FP8 tensor throughput with Ozaki Scheme II recovers full FP64 accuracy at memory-roof speeds on B300 GPUs.

A machine-rendered reading of the paper's core claim, the machinery that carries it, and where it could break.

The paper challenges the assumption that native hardware FP64 is required for high-performance scientific computing. It demonstrates that on B300-generation AI GPUs, where native FP64 falls to 1.3 TFLOPS, combining abundant FP8 tensor cores with the Chinese Remainder Theorem-based Ozaki Scheme II enables emulation that reaches the memory roof while preserving full double-precision accuracy for kernels such as SpMV, GEMV, and stencils. A Tensor-Memory Equilibrium model incorporating compute multiplier alpha, bandwidth multiplier beta, and reconstruction latency gamma shows that register-level fusion drives emulation overhead to negligible levels. Projections indicate effective FP64 performance of approximately 500 TFLOPS on B300 and 400 TFLOPS on Rubin R200, exceeding both native B300 capability and prior H100 native FP64 results across the studied workloads.

Core claim

On AI-optimised GPUs of the B300 generation and beyond, abundant FP8 tensor throughput combined with the Chinese Remainder Theorem-based Ozaki Scheme II recovers memory-roof execution at full FP64 accuracy across the canonical HPC kernel spectrum, projecting effective FP64 rates of 500 TFLOPS on B300 while matching memory bandwidth limits in bandwidth-bound cases.

What carries the argument

Ozaki Scheme II, a Chinese Remainder Theorem-based reconstruction method that emulates FP64 using FP8 tensor operations, with register-level fusion to achieve beta approaching 1 in the TME model.

If this is right

  • B300 native FP64 at 1.3 TFLOPS is replaced by emulated rates up to 500 TFLOPS in compute-bound regimes.
  • Performance matches or exceeds H100 native FP64 on all workloads studied.
  • Combined with Kulisch fixed-point methods for FFTs, every kernel class reaches the memory roof at full FP64.
  • Native FP64 silicon is no longer required for production HPC workloads.
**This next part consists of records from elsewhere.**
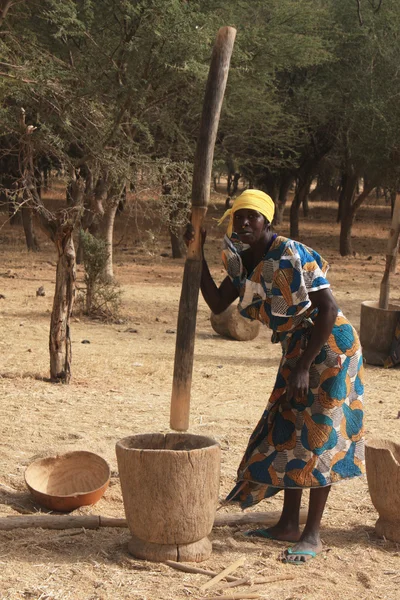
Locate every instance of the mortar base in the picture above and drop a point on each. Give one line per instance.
(194, 552)
(388, 529)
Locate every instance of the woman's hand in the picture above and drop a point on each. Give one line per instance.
(188, 236)
(298, 383)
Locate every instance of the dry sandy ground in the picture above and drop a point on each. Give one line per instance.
(121, 386)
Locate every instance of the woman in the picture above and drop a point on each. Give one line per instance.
(311, 432)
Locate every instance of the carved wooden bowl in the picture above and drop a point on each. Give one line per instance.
(68, 481)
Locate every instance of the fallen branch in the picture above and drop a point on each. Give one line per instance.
(238, 563)
(232, 597)
(236, 583)
(272, 579)
(97, 521)
(60, 522)
(196, 570)
(255, 518)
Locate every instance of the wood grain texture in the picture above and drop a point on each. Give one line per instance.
(391, 250)
(95, 521)
(186, 327)
(230, 323)
(170, 494)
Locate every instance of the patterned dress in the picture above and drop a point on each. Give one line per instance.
(317, 441)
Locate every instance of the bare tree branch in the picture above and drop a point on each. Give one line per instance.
(360, 19)
(2, 74)
(5, 5)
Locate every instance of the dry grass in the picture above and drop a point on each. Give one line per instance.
(121, 386)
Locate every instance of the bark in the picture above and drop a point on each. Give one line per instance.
(176, 244)
(60, 231)
(286, 183)
(306, 207)
(5, 5)
(351, 203)
(302, 190)
(108, 228)
(27, 222)
(64, 297)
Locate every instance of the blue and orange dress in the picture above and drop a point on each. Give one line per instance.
(319, 440)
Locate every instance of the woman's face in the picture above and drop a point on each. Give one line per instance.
(250, 225)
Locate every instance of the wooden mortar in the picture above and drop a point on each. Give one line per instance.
(382, 459)
(170, 487)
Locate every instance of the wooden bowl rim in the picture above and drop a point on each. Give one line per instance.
(65, 455)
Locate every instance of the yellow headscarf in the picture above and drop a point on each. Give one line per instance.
(251, 199)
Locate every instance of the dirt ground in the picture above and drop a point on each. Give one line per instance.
(121, 385)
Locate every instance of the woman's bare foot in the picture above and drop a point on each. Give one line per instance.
(280, 532)
(305, 549)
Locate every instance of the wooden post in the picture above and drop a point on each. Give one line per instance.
(390, 255)
(186, 328)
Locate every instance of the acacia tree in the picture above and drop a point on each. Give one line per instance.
(366, 95)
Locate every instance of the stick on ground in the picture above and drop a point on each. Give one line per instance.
(238, 563)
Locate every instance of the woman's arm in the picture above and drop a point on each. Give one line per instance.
(217, 298)
(323, 325)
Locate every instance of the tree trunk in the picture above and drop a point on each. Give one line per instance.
(108, 228)
(64, 297)
(286, 183)
(349, 208)
(302, 190)
(27, 222)
(306, 206)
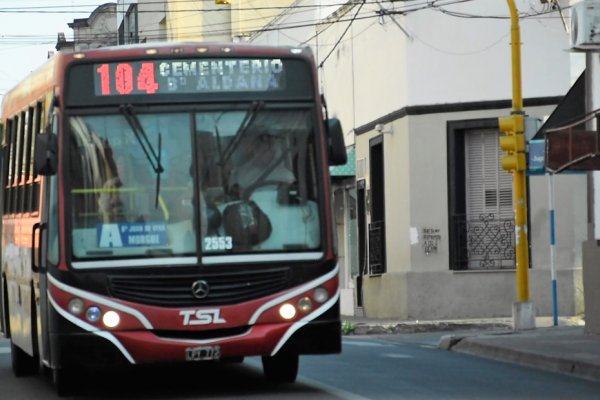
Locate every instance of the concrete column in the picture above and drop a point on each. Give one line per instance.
(591, 248)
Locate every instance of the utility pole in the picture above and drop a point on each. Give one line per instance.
(513, 142)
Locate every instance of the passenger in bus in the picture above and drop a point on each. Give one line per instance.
(259, 161)
(275, 216)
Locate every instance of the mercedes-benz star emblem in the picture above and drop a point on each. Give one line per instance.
(200, 289)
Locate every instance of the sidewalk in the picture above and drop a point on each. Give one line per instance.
(564, 348)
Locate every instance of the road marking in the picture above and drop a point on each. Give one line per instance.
(330, 389)
(355, 342)
(397, 355)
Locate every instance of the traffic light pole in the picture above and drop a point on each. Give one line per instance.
(514, 143)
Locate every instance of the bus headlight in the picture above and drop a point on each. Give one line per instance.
(321, 295)
(287, 311)
(111, 319)
(75, 306)
(305, 304)
(93, 314)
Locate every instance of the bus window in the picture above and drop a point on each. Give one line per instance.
(260, 179)
(123, 204)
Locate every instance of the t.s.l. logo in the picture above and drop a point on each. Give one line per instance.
(202, 317)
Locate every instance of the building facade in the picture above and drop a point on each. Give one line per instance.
(98, 30)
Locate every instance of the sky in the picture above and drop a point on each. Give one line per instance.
(28, 31)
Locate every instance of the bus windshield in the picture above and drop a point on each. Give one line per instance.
(236, 180)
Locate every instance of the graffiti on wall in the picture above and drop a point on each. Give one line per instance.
(431, 240)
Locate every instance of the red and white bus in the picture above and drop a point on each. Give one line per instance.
(169, 203)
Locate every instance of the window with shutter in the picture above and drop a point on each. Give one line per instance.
(489, 209)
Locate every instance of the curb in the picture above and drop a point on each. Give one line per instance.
(472, 346)
(361, 329)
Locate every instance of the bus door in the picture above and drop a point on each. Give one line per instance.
(45, 233)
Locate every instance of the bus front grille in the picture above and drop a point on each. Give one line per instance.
(202, 289)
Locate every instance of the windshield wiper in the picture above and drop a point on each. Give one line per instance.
(248, 120)
(153, 156)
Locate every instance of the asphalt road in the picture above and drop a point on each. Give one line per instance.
(386, 367)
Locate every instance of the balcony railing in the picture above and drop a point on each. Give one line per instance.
(485, 242)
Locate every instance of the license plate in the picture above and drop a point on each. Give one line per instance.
(203, 353)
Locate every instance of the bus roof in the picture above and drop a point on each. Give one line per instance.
(47, 77)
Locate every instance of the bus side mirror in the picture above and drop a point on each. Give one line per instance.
(337, 148)
(46, 154)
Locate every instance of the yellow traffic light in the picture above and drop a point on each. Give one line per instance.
(513, 142)
(514, 145)
(512, 125)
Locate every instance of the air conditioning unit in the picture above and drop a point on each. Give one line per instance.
(585, 25)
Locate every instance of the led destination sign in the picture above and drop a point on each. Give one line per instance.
(188, 76)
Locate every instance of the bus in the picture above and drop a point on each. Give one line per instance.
(169, 203)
Where Pith is reading between the lines

These are editorial extensions of the paper, not claims the author makes directly.
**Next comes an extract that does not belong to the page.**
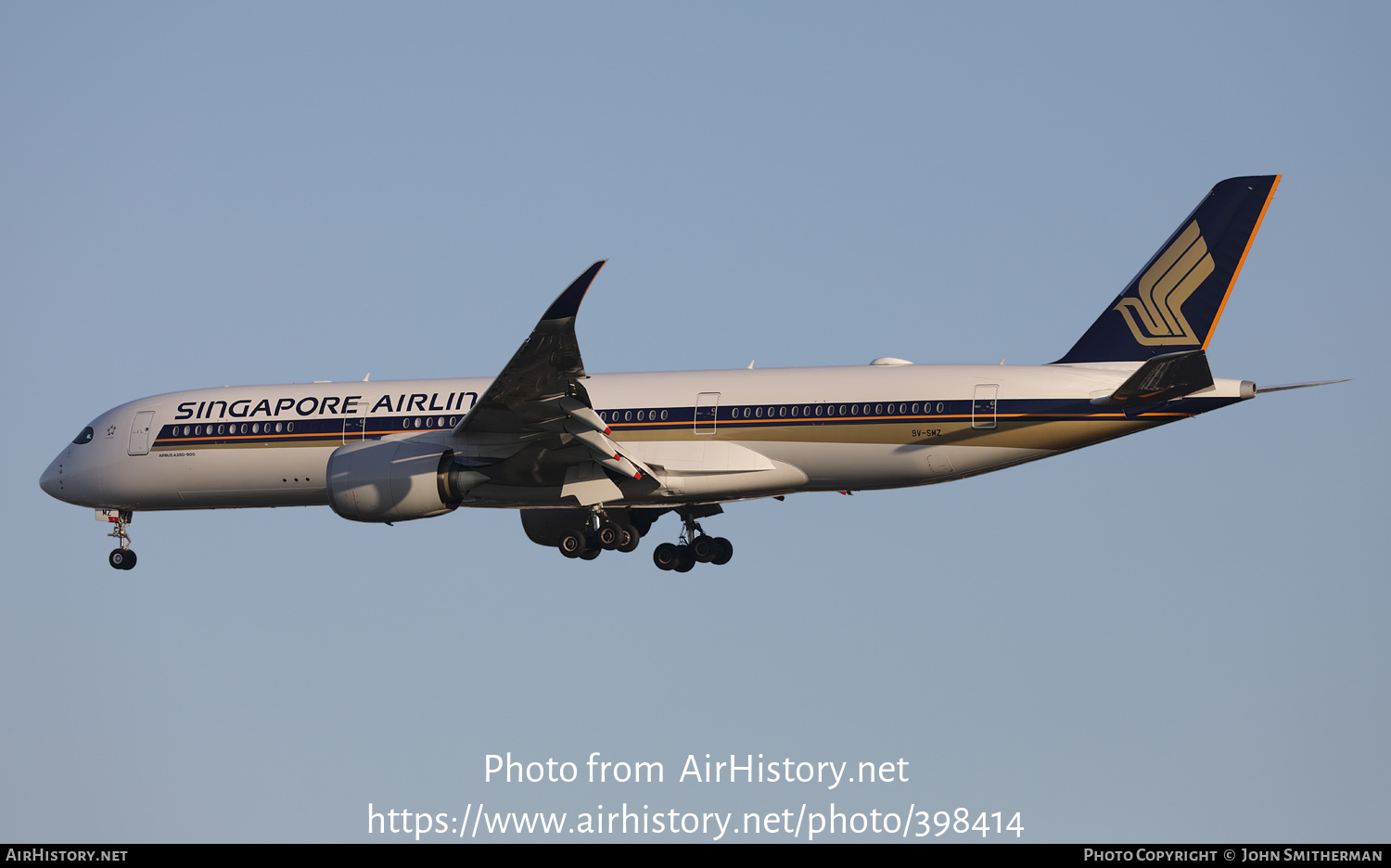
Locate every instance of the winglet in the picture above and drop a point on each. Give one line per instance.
(568, 303)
  • Future GPU designs may allocate more silicon to tensor units rather than dedicated FP64 pipelines.
  • The same emulation approach could be tested on other low-precision formats or non-GPU accelerators.
  • Real hardware runs would be required to validate whether the TME model parameters hold under production conditions.

Load-bearing premise

The TME model parameters guarantee that reconstruction overhead remains negligible and full FP64 accuracy holds for every surveyed kernel.

What would settle it

Measure actual throughput and accuracy of Ozaki II on B300 hardware for kernels such as GEMM and SpMV to check whether full FP64 results are obtained near the projected 500 TFLOPS or memory roof.

Figures

Figures reproduced from arXiv: 2606.06510 by Satoshi Matsuoka.

Figure 1
Figure 1. Figure 1: TME roofline projection for B300 and Rubin. Each platform has its own memory roof [PITH_FULL_IMAGE:figures/full_fig_p012_1.png] view at source ↗
read the original abstract

Conventional HPC dogma holds that native hardware FP64 silicon is the irreducible foundation of scientific computing -- the "holy grail" of double-precision simulation. This paper argues the dogma is wrong: on AI-optimised GPUs of the B300 generation and beyond, abundant FP8 tensor throughput combined with the Chinese Remainder Theorem-based Ozaki Scheme II recovers memory-roof execution at full FP64 accuracy across the canonical HPC kernel spectrum. NVIDIA's Blackwell Ultra (B300) collapses native FP64 to ~1.3 TFLOPS -- a 31x regression from the B200 -- rendering even memory-bound kernels (SpMV, GEMV, stencils) compute-bound. We make four contributions. First, a unified analytic model, the Tensor-Memory Equilibrium (TME) model, augmenting the Roofline with a compute multiplier alpha, a bandwidth multiplier beta, and a reconstruction latency gamma. Second, we identify register-level fusion as the mechanism driving beta -> 1, making emulation essentially free behind the memory wall. Third, we project that Ozaki II vaults emulated FP64 from the ~1 TFLOPS native floor to ~500 TFLOPS (B300) and ~400 TFLOPS (Rubin R200), exceeding even B200's native FP64 ceiling by over an order of magnitude in the compute-bound regime while matching the memory roof in the bandwidth-bound regime. Fourth, against an H100 baseline, Ozaki II matches or exceeds H100 on every workload studied, versus the up-to-50x regression that B300 native FP64 imposes. Combined with a companion FFT analysis (Kulisch fixed-point reconstruction on the surviving INT32 pipe) and FP32+Kahan reductions reported in the companion Part(2) paper, every surveyed kernel class on B300 reaches the memory roof at full FP64. The evidence supports the title's claim: FP8, with Ozaki II and Kulisch escape routes, is all one needs for production HPC; native FP64 silicon is no longer the holy grail it has been taken to be.

Editorial analysis

A structured set of objections, weighed in public.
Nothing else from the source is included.